3. M. C…, ressortissant afghan né le 11 juillet 1991, s’est vu accorder le bénéfice de la protection subsidiaire en janvier 2021. Une demande de visa a été déposée par son épouse, Mme B…, le 14 octobre 2024 auprès de l’ambassade de France à Téhéran qui a été rejetée par une décision du 21 janvier 2025. Mme B… demande au juge des référés de suspendre l’exécution de la décision implicite par laquelle la commission de recours contre les refus de visa d’entrée en France a rejeté son recours préalable, formé le 5 mars 2025, contre la décision consulaire précitée.
4. Au soutien de sa demande de suspension, la requérante fait valoir que la situation de séparation avec son mari, avec lequel elle est mariée depuis 2011, affecte son état psychique. Toutefois, cette circonstance, pour regrettable qu’elle soit, n’est pas suffisante pour caractériser une situation d’urgence particulière justifiant qu’il soit ordonné une mesure de suspension sans attendre l’issue du recours au fond. En effet, il s’est écoulé plus de trois années entre l’octroi de la protection internationale à l’époux de Mme B… en janvier 2021 et le dépôt par cette dernière d’une demande de visa, sans qu’il soit fait état de circonstances particulières justifiant le délai ainsi écoulé, alors que la réunification familiale n’est pas soumise à des conditions de durée préalable de séjour régulier, de ressources ou de logement.
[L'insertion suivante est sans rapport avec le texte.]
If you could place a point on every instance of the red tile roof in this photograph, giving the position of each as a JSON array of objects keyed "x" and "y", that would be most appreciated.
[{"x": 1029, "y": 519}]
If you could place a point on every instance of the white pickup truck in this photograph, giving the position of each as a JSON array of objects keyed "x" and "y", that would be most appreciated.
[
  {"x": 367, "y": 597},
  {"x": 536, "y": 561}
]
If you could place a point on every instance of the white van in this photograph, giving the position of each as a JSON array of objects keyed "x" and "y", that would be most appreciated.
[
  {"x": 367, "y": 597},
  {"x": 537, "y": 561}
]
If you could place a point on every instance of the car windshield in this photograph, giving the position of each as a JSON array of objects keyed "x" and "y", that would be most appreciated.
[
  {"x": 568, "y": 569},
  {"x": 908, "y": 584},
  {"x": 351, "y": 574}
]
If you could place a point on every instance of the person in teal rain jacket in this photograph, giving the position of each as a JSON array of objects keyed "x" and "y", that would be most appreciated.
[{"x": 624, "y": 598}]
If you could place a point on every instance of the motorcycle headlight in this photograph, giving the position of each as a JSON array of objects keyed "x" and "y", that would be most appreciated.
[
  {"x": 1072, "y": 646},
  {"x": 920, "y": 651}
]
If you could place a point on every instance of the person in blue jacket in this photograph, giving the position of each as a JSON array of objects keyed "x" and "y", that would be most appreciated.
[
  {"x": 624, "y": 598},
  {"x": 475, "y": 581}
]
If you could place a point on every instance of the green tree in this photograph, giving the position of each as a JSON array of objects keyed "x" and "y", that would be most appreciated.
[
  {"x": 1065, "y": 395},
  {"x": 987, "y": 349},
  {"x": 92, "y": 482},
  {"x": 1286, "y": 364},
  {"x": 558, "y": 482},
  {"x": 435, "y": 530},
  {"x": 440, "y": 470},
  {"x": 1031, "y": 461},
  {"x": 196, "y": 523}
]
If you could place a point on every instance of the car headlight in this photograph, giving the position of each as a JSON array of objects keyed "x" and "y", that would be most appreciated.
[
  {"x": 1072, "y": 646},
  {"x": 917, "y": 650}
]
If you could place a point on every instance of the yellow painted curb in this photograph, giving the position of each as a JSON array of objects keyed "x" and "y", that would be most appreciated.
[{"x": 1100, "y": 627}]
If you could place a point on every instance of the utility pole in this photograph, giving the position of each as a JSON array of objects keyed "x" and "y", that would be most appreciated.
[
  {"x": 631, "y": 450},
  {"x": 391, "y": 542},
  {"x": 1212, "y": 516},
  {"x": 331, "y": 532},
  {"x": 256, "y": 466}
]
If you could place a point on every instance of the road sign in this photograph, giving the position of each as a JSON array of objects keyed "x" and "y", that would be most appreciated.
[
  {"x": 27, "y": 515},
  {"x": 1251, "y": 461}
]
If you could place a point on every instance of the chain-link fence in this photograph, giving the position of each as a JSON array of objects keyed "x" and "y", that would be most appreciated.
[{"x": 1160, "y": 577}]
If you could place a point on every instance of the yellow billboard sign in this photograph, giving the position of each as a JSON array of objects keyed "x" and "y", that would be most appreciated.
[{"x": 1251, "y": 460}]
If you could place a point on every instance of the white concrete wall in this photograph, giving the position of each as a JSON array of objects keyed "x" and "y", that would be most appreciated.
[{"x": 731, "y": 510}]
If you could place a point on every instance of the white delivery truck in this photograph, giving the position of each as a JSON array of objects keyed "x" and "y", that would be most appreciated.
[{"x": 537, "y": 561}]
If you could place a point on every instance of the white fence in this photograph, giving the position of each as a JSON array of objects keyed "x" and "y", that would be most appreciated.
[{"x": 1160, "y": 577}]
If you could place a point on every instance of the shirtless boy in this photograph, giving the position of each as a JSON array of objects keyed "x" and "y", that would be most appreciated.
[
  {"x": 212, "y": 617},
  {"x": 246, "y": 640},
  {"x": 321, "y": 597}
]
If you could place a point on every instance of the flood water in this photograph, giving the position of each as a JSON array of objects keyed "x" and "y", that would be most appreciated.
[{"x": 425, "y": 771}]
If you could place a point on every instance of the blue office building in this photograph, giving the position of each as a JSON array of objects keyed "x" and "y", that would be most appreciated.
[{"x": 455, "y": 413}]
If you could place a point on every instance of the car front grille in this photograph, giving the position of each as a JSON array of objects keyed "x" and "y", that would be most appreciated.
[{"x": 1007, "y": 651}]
De même, la présente requête n’a été enregistrée que plus de six mois après la naissance de la décision implicite de rejet en litige. Ainsi, la requérante doit être regardée comme ayant contribué à la situation d’urgence qu’elle invoque désormais. Si la requérante fait également valoir qu’elle est exposée en Afghanistan à un risque de traitements inhumains ou dégradants au regard de sa condition de femme, elle n’apporte cependant aucune précision sur ses conditions de vie dans ce pays et ne fait état d’aucun élément de nature à établir qu’elle serait personnellement exposée à des risques sérieux pour sa santé ou sa sécurité. A cet égard, s’il est fait état de la particulière vulnérabilité des femmes en Afghanistan en raison du régime oppressif mis en place depuis le retour au pouvoir dans ce pays des Talibans en août 2021, ces considérations liées au contexte politique locale ne révèlent l’existence d’aucun changement de circonstance depuis la date du dépôt de la demande de visa et susceptible de caractériser en l’espèce une situation d’urgence. Dans ces conditions, la condition d’urgence exigée par les dispositions de l’article L. 521-1 du code de justice administrative ne peut être regardée comme satisfaite.
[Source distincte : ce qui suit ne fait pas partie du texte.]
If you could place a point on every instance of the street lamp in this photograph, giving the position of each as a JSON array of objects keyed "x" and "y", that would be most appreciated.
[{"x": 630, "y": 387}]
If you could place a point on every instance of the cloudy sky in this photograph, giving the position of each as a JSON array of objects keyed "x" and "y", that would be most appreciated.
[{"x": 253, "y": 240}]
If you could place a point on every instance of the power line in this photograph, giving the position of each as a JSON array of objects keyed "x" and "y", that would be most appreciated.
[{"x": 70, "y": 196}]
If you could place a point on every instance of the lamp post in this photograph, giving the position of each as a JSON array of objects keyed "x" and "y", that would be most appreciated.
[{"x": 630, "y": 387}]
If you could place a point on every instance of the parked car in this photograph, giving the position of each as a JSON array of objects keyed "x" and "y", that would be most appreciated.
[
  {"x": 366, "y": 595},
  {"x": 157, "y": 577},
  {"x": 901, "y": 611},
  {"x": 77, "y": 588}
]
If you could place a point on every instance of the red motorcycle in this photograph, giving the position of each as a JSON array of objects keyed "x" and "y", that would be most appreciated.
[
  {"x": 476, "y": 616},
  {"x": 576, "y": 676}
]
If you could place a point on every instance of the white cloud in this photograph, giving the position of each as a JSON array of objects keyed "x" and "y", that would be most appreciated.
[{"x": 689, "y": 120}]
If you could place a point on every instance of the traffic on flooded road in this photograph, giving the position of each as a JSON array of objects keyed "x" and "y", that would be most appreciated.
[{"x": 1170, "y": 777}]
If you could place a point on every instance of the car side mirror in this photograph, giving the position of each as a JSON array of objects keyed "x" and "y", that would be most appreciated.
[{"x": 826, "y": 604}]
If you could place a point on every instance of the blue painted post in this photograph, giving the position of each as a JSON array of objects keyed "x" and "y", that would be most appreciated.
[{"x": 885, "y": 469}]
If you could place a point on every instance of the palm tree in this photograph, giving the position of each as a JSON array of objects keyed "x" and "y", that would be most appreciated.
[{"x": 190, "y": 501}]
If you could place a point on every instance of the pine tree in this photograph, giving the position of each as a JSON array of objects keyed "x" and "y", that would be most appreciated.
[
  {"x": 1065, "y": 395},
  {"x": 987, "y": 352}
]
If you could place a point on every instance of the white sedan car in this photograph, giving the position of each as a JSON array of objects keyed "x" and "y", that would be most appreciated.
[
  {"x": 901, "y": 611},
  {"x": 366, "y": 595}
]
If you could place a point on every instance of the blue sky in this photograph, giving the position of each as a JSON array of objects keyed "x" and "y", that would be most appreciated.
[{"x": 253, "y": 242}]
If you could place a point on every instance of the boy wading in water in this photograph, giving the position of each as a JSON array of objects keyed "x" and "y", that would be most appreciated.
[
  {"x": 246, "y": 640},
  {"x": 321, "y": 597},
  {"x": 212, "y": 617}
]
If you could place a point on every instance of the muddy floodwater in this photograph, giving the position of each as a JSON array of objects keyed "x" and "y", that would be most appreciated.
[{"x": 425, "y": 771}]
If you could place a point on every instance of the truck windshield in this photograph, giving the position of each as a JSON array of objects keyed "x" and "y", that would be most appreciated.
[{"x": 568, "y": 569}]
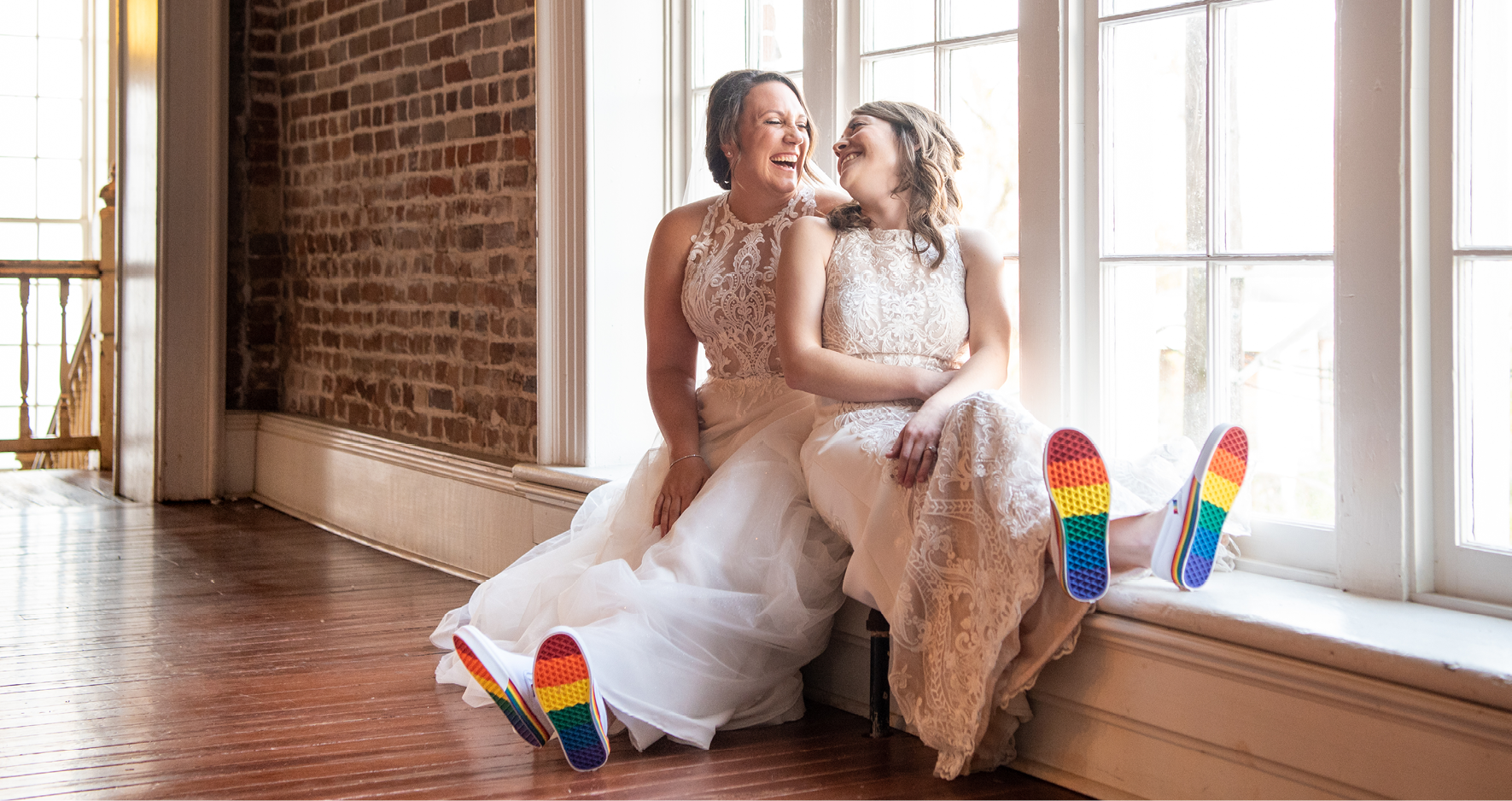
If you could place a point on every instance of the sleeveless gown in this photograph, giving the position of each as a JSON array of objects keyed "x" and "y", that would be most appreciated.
[
  {"x": 960, "y": 564},
  {"x": 705, "y": 628}
]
5. Il résulte de tout ce qui précède que la requête doit être rejetée, en toutes ses conclusions, selon la procédure prévue par l’article L. 522-3 du code de justice administrative.
O R D O N N E :
Article 1er : La requête de Mme B… est rejetée.
Article 2 : La présente ordonnance sera notifiée à Mme A… B….
Copie sera adressée au ministre de l’intérieur.
Fait à Nantes, le 19 décembre 2025.
Le juge des référés,
J. DANET
La République mande et ordonne au ministre de l’intérieur en ce qui le concerne ou à tous commissaires de justice à ce requis en ce qui concerne les voies de droit commun contre les parties privées, de pourvoir à l’exécution de la présente décision.